As exportações brasileiras de carne de frango totalizaram 434,9 mil toneladas em novembro, representando uma queda de 6,5% em comparação ao mesmo período do ano anterior, quando foram embarcadas 465,1 mil toneladas, conforme dados divulgados pela Associação Brasileira de Proteína Animal (ABPA). A receita gerada pelos embarques no mês passado foi de US$ 810,7 milhões, o que significa uma redução de 9,3% ante os US$ 893,4 milhões registrados em novembro do ano passado.

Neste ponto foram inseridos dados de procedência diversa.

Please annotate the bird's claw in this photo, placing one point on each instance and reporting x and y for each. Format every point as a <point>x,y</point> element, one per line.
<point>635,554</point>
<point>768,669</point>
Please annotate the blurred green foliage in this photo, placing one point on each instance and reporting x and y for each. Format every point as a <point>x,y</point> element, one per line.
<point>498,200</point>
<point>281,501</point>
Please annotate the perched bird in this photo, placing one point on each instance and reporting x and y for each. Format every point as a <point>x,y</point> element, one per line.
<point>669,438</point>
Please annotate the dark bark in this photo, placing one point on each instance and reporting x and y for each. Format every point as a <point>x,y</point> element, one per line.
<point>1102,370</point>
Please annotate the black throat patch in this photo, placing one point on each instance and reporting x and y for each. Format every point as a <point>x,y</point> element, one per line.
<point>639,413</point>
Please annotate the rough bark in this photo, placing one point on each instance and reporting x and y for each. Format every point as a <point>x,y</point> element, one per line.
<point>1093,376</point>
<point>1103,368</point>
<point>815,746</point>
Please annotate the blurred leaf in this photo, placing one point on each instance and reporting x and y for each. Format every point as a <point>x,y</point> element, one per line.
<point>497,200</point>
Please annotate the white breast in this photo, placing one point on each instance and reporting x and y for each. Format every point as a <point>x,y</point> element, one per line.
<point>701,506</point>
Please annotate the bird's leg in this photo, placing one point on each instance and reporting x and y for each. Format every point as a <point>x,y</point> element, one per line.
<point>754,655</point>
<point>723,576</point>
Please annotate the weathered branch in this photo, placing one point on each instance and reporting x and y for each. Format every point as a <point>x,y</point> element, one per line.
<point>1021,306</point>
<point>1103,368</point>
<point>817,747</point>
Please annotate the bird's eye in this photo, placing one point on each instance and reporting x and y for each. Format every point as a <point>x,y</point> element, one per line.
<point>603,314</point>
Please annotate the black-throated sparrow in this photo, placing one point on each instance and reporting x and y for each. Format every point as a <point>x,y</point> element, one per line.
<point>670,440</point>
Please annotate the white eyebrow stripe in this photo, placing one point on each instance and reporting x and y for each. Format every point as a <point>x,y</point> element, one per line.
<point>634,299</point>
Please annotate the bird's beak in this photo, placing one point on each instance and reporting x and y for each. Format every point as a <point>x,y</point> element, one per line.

No acumulado de janeiro a novembro, as exportações de carne de frango atingiram 4,813 milhões de toneladas, volume 0,7% inferior aos 4,845 milhões de toneladas dos onze primeiros meses de 2024. Em termos financeiros, o total chegou a US$ 8,842 bilhões, uma diminuição de 2,5% em relação aos US$ 9,071 bilhões do período anterior. Os principais destinos incluem os Emirados Árabes Unidos, com 433,8 mil toneladas (+2,1%), seguidos por Japão (367,4 mil toneladas, -10,8%), Arábia Saudita (362,6 mil toneladas, +6,3%), África do Sul (288,6 mil toneladas, -4,6%) e México (238,2 mil toneladas, +16,2%).
Entre os estados exportadores, o Paraná liderou com 1,915 milhão de toneladas (-3,94%), seguido por Santa Catarina (1,086 milhão de toneladas, +1,76%), Rio Grande do Sul (615 mil toneladas, -3,25%), São Paulo (297 mil toneladas, +9,57%) e Goiás (246 mil toneladas, +10,69%).
Para a carne suína, as exportações em novembro somaram 106,5 mil toneladas, uma queda de 12,5% em relação às 121,1 mil toneladas do mesmo mês do ano anterior. A receita foi de US$ 248,2 milhões, com redução de 14,9% ante os US$ 291,7 milhões anteriores. No entanto, no acumulado do ano, houve alta de 10,4%, com 1,372 milhão de toneladas exportadas, superando as 1,243 milhão de toneladas do período anterior, e receita de US$ 3,294 bilhões (+18,7% em relação aos US$ 2,774 bilhões).
Os principais mercados para a carne suína foram as Filipinas (350,1 mil toneladas, +49,1%), China (149 mil toneladas, -32,6%), Chile (109,1 mil toneladas, +5,8%), Japão (101,2 mil toneladas, +18,9%) e Hong Kong (99,1 mil toneladas, +1,8%). Santa Catarina foi o estado líder, com 688,4 mil toneladas (+50,73%), seguido por Rio Grande do Sul (317,3 mil toneladas, +17%), Paraná (214,9 mil toneladas, +25,7%), Mato Grosso (34,5 mil toneladas, +0,71%) e Minas Gerais (33,7 mil toneladas, +29,6%).
De acordo com o presidente da ABPA, Ricardo Santin, os números negativos em novembro para ambos os produtos refletem atrasos nos embarques em certos portos, o que impactou os dados das últimas semanas do mês e reduziu as expectativas para o período.